Writing, especially in the drafting stage, can get very swampy indeed. In the first drafts I write to see what's going to happen. I don't know anything until I've begun to probe the life of the character. Is there someone at the door? A piece of unexpected news in the post? Weevils in the flour which means the cake is ruined?

I find first drafts scary and hard to do. I will do lots of other things instead of writing this draft. Scrubbing mould from the bathroom's grouting. My laundry. My marking. Even my tax return, with its eminently calculable results…

What I do to get it done is lie to myself. I tell myself I'm writing short-stories, not a novel. If I take baby-steps I know I can get there, but if I knew it was a marathon, I'd never begin.

This self-deception goes further. I've even made up quotes about my writing to keep me going when I'm feeling low. "This book [insert title here] is a tour de force" was the quote written on my whiteboard from the Financial Times about my (unpublished) debut.

During the first draft I can't spend longer than three hours writing a day. After that I want to do what Hemingway did – give up at noon and go sailing on my nonexistent boat, fishing for marlin with a daiquiri by my side. Plus, it usually reads awfully – the language is all over the place, the metaphors in thickets, the plotting heavy-handed as if done by a child. All I'm doing is telling, not showing, because I don't know yet what I'm even telling, so how can I begin to represent that through showing?

If I’m feeling particularly bummed at this stage I sometimes cast my eye over some photocopies I have of Ernest Hemingway’s The Sun Also Rises manuscript. What I love is all the crossings-out, the bruise of the pen across the page, the margins packed with stuff that came later. It reminds me that no-one got it right the first time around; that books are built from accretions of drafts. Its final effortlessness betrays effort.

And if it's a really bum day I might flip back to the first three chapters, which Fitzgerald said should go, and which, eventually, did. Fitzgerald wrote to Hemingway:

From p.20 I began to like the novel but Ernest I can't tell you the sense of disappointment that beginning with its elephantine facetiousness gave me. Please do what you can about it in proof. And my advice is not to do it by mere paring but to take out the worst of the scenes.

Elephantine facetiousness! What a bold phrase. But if Hem had waited for the perfect start, he would never have begun; so I go onwards, onwards…

Then maybe, if I can thank my lucky stars, I have a first draft after a year or so.

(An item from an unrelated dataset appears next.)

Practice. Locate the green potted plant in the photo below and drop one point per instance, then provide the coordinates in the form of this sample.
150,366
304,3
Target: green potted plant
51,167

Now comes the editing. I have to say I love editing and redrafting. With the safety net of a first draft around me, I like refining the language so that the cadence falls right. I like cutting out all the bits that don't work. I like burying the bottom of the story and leaving more to inference. As Hemingway wrote: "The dignity of movement of an iceberg is due to only one-eighth of it being above water." In Papa's parlance, I like making it more icebergy.

On good days, writing feels luxurious. It's shaping up! It's going to be all right. On bad days it feels like the ideal situation would be to cut the text into non-existence – the perfect postmodern novel. Usually, though, it's neither very good nor very bad, but a feeling of quiet, and quite pleasurable, workmanship.